Access to the White House
Title
Description
The day before suffragists started picketing the White House, they were there as invited guests.
Access thread.
One of the striking things about the decade before ratification is how much access suffragists had to Pres. Wilson - not only the mannerly women of NAWSA, but Alice Paul & Congressional Union/National Woman’s Party too. At least in the first term.
(Wilson was far less welcoming to African Americans - his first-term meetings with Black leaders, including IdaBWells, were stilted or openly offensive. When Monroe Trotter asked him to explain segregation in federal jobs, Wilson exploded, saying no American had ever spoken to him so rudely.)
But white women got a different kind of solicitude - even Mabel Vernon, who only a month earlier had hijacked Woodrow Wilson’s State of the Union speech with a dramatic banner drop.
See
She and 300 other suffragists were welcomed to the White House to deliver a new raft of 19th Amdt petitions gathered at memorials for martyred Inez Milholland.
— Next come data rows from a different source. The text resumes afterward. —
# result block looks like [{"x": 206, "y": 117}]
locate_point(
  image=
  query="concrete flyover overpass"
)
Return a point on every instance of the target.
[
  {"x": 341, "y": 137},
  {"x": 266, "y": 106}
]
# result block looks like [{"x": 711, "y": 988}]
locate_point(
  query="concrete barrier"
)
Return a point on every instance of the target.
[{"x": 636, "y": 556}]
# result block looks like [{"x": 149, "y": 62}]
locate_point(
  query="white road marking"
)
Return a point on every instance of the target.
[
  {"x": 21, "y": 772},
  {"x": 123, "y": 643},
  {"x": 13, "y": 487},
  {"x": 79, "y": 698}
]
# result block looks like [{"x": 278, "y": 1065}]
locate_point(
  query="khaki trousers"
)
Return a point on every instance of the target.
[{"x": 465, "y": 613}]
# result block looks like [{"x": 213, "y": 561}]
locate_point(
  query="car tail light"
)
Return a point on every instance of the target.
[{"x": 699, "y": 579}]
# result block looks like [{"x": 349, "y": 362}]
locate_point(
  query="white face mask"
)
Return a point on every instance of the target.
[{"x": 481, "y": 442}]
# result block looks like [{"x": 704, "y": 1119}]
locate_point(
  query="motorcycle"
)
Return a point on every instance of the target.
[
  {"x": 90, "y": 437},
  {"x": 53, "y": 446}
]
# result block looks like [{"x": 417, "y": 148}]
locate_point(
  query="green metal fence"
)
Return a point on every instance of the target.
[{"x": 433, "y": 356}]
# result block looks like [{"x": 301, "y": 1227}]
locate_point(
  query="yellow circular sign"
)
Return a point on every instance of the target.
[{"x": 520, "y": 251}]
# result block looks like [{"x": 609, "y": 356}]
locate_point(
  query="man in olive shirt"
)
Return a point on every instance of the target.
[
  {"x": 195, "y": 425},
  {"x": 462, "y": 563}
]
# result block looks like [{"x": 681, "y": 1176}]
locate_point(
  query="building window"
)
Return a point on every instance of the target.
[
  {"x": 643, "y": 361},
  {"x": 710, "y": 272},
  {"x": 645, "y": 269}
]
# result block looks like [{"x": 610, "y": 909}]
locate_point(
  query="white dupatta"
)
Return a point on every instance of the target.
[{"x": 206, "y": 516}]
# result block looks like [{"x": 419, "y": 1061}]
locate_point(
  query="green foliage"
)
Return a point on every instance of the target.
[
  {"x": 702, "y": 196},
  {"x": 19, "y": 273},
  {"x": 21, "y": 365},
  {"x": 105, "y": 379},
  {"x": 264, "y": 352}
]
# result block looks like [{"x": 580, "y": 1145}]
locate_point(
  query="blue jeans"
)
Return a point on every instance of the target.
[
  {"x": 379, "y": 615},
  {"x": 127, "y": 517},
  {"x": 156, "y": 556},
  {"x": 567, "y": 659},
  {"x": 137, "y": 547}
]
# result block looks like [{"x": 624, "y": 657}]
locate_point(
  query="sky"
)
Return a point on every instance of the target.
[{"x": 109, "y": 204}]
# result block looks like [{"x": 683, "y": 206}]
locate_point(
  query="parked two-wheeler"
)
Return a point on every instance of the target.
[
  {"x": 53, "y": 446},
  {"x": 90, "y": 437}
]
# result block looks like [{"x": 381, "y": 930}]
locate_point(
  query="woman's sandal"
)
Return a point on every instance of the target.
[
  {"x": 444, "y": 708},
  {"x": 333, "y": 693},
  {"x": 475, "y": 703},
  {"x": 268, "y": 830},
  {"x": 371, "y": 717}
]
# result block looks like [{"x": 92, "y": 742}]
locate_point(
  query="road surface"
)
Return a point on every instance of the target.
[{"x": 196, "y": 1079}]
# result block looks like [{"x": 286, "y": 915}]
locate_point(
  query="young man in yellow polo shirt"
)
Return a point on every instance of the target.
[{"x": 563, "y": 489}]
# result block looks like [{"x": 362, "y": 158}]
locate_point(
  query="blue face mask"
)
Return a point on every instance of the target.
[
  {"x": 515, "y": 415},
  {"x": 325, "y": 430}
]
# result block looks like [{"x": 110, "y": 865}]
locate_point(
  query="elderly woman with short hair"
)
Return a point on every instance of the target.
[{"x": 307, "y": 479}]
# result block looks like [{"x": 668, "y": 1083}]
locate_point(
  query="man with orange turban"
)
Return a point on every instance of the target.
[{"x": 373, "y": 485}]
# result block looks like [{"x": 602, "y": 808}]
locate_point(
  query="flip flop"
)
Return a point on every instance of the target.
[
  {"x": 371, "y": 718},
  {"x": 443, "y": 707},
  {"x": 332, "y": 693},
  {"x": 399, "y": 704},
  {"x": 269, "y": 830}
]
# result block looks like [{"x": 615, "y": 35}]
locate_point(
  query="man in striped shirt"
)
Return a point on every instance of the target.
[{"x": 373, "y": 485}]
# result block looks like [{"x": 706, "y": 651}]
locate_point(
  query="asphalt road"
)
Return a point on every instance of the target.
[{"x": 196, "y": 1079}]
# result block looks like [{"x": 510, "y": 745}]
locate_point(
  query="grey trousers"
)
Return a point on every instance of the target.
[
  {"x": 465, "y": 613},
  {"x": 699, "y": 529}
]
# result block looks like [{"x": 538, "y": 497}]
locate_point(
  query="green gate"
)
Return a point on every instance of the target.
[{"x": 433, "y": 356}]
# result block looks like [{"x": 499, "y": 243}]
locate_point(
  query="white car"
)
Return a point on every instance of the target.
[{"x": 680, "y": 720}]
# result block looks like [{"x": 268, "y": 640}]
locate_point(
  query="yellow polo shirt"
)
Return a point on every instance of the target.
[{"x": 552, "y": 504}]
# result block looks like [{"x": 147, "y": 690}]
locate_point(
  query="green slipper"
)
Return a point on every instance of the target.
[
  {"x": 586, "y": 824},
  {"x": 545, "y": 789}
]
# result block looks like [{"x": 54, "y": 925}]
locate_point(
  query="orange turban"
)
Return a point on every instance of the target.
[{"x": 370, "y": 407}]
The suffragists gathered in the East Room of the White House.
Sara Bard Field spoke for the group. She promised that women would never give up; yet they had paid their dues and it was past time. “We are asking, how long, how long, must this struggle go on?”
Wilson was affronted. He thought they were coming for some kind of bereavement call, where he could pay his respects to Milholland without being asked to DO anything. He said so, huffily.
Then he chastised them for not understanding the Democrats were their allies, and stormed out.
The next day, the National Woman’s Party began picketing the White House.